I agree with @bengo on this one. Using a POST for a synchronous get operation seems to violate HTTP semantics. My understanding is that HTML5 has hints to tell browsers which urls are beneficial to prefetch.

For async operation, I can see an interpretation where an implicit request is being POSTed and polling operations are querying the status of that request. After the async export creation is finished, the client could GET the artifact given a URL provided in the completed request.

On the server side, I’d guess the async operation is going to be the common implementation since it may be expensive to gather account status data and build the export artifact.

codenamedmitri · July 17, 2024, 12:36am

Using a POST for a synchronous get operation seems to violate HTTP semantics.
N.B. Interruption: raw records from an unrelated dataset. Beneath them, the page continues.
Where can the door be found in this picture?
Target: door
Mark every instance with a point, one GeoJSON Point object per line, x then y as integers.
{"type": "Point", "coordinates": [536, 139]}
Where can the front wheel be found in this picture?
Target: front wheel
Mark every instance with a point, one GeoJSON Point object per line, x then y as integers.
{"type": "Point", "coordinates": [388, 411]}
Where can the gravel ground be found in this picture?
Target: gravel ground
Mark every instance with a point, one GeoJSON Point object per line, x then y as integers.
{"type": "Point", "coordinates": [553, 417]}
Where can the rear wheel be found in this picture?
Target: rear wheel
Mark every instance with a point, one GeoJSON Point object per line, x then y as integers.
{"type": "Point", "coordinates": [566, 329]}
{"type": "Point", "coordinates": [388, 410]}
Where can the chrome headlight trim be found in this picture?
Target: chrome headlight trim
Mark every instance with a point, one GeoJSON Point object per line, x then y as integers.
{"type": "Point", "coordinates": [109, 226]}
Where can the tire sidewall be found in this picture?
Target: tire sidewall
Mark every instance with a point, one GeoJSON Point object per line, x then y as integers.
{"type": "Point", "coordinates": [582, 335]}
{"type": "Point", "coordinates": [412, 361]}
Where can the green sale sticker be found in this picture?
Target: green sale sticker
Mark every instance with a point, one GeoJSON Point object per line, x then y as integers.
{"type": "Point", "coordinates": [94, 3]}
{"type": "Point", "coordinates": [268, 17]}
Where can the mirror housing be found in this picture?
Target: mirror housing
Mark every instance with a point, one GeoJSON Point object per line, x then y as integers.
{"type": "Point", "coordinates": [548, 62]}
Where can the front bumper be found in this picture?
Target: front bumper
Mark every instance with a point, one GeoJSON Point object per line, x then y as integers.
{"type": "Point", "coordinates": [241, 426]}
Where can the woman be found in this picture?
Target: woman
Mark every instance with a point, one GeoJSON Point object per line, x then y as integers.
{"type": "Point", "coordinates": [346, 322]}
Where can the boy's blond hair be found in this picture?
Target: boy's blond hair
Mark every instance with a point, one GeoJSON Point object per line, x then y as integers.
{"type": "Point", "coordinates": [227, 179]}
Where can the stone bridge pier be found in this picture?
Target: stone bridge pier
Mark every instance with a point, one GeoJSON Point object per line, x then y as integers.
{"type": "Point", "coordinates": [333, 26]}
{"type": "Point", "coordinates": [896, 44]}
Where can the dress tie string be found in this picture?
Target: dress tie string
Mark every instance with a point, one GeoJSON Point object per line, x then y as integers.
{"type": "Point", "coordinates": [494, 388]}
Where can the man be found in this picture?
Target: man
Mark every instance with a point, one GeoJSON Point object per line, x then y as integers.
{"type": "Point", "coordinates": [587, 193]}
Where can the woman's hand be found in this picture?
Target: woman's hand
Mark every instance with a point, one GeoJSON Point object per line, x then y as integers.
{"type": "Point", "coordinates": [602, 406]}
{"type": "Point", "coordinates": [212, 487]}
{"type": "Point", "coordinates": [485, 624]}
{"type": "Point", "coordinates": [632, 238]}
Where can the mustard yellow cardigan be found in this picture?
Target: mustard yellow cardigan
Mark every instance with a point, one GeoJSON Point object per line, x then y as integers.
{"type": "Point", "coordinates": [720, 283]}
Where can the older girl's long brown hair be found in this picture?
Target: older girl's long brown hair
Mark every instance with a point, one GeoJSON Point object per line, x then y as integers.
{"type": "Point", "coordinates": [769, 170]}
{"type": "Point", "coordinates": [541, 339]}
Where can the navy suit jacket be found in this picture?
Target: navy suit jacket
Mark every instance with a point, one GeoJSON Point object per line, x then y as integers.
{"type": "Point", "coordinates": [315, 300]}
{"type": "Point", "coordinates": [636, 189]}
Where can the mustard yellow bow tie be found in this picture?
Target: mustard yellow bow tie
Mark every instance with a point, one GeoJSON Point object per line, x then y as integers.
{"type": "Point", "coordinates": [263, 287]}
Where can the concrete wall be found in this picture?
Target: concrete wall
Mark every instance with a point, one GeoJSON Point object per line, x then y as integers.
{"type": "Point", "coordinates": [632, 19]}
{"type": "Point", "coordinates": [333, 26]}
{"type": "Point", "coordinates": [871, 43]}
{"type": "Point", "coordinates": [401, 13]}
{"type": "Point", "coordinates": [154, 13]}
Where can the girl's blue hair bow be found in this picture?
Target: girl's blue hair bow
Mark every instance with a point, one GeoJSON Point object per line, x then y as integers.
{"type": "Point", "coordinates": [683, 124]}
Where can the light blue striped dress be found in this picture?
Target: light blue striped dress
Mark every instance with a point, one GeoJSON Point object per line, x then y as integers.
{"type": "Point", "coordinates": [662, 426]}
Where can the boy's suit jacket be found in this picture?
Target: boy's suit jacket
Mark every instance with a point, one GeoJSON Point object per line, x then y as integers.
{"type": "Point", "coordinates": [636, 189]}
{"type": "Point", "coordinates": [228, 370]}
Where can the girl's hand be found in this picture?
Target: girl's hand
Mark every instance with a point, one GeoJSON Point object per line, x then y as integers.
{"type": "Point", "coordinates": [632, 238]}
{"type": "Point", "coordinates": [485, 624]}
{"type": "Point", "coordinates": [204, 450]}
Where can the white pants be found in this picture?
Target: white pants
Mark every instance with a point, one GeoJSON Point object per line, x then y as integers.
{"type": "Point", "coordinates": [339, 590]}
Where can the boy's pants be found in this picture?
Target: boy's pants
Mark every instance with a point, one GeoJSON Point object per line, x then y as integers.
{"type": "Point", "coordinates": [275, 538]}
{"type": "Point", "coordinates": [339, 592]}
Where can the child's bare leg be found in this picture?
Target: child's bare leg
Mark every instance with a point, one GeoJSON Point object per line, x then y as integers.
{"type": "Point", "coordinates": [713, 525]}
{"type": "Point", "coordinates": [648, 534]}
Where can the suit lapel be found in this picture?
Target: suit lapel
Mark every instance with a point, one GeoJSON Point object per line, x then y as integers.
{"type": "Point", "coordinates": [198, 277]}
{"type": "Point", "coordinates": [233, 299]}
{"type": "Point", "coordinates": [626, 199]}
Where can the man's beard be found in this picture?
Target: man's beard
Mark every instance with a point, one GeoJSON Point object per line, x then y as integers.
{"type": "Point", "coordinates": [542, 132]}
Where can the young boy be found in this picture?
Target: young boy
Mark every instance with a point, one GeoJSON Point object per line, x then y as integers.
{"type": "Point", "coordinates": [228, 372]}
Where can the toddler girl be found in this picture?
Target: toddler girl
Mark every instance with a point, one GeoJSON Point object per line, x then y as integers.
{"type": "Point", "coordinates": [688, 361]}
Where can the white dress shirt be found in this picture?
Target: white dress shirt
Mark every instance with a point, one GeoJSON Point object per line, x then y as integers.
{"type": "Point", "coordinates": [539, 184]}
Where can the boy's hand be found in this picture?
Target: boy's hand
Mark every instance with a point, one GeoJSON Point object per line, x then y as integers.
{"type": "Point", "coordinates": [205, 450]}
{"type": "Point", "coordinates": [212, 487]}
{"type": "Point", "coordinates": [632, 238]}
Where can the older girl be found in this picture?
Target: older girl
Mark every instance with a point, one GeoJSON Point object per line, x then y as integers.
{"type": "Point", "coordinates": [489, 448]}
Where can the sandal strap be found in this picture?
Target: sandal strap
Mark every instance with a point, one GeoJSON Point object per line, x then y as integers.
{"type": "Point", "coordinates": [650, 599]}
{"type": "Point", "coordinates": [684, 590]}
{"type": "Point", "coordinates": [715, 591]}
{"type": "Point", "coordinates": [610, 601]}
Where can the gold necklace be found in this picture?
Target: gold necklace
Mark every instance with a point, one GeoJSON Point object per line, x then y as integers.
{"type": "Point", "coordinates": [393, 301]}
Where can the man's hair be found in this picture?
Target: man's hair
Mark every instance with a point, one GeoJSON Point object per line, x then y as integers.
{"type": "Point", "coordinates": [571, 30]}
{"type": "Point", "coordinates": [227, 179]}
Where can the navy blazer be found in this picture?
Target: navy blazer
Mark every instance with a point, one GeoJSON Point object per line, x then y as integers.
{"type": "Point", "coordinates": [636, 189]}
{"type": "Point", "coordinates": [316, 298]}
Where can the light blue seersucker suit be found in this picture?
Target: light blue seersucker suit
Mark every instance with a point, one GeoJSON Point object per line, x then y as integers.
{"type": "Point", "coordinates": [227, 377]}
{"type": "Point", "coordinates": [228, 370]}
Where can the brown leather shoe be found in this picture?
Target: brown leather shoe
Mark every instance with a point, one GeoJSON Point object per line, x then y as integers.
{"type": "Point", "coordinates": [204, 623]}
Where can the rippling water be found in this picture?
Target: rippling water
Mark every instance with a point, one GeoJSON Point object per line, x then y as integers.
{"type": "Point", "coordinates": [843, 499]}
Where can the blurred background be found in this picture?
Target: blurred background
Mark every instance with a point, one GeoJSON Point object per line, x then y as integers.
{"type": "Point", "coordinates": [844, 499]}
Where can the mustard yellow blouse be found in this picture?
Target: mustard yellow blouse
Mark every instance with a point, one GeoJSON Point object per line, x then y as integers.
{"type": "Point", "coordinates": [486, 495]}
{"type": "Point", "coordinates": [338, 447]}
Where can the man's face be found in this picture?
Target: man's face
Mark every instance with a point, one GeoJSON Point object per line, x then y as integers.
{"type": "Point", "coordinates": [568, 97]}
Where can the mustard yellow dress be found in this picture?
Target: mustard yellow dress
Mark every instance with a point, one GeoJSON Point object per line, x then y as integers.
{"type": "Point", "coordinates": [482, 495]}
See, I think I disagree with that assessment. All POSTs are usually synchronous, but non-idempotent.

stevebate · July 17, 2024, 4:16pm

The synchronous aspect wasn’t the primary point. My thinking is that if the operation is retrieving a resource (versus posting a resource), GET seems to be the correct HTTP verb.

codenamedmitri · July 19, 2024, 12:37am

And I totally agree with you – if it was simply retrieving an existing resource.
But the POST operation here is /creating/ a resource; it didn’t exist before the post.

stevebate · July 19, 2024, 4:59am

It’s an internal implementation decision whether the export resource is maintained continuously and incrementally (or periodically) and the GET returns a previously existing/cached export artifact rather than it being generated on demand. Logically, it’s a GET request from a client perspective either way.

It’s not posting the resource that’s being created. In other words, the POST is not posting the export artifact. As I said earlier, the POST could post/create an export request resource that could be polled for completion status. At completion it would contain a URI that can be used to GET of the export resource.

Note this supports async operation from a client perspective, Async behaviors (if any) in the export resource creation are a server implementation detail. It seems to me that the FEP is conflating those topics.

stevebate · August 15, 2024, 9:20am

This page describes an HTTP Asynchronous Request-Reply pattern: Asynchronous Request-Reply pattern - Azure Architecture Center | Microsoft Learn. The pattern they describe uses a POST with a 202 response to initiate the async operation. This is effectively creating a request for an asynchronous action to be performed. The POST response provides a URL endpoint to GET the status and, eventually, results of the async request.

codenamedmitri · August 17, 2024, 7:39pm

Hehe, GMTA – that page was exactly what we started off using, in the initial iteration of the FEP. But decided that it was way too complicated for implementers, for not enough benefit. So we scrapped it, and went to a simpler single POST.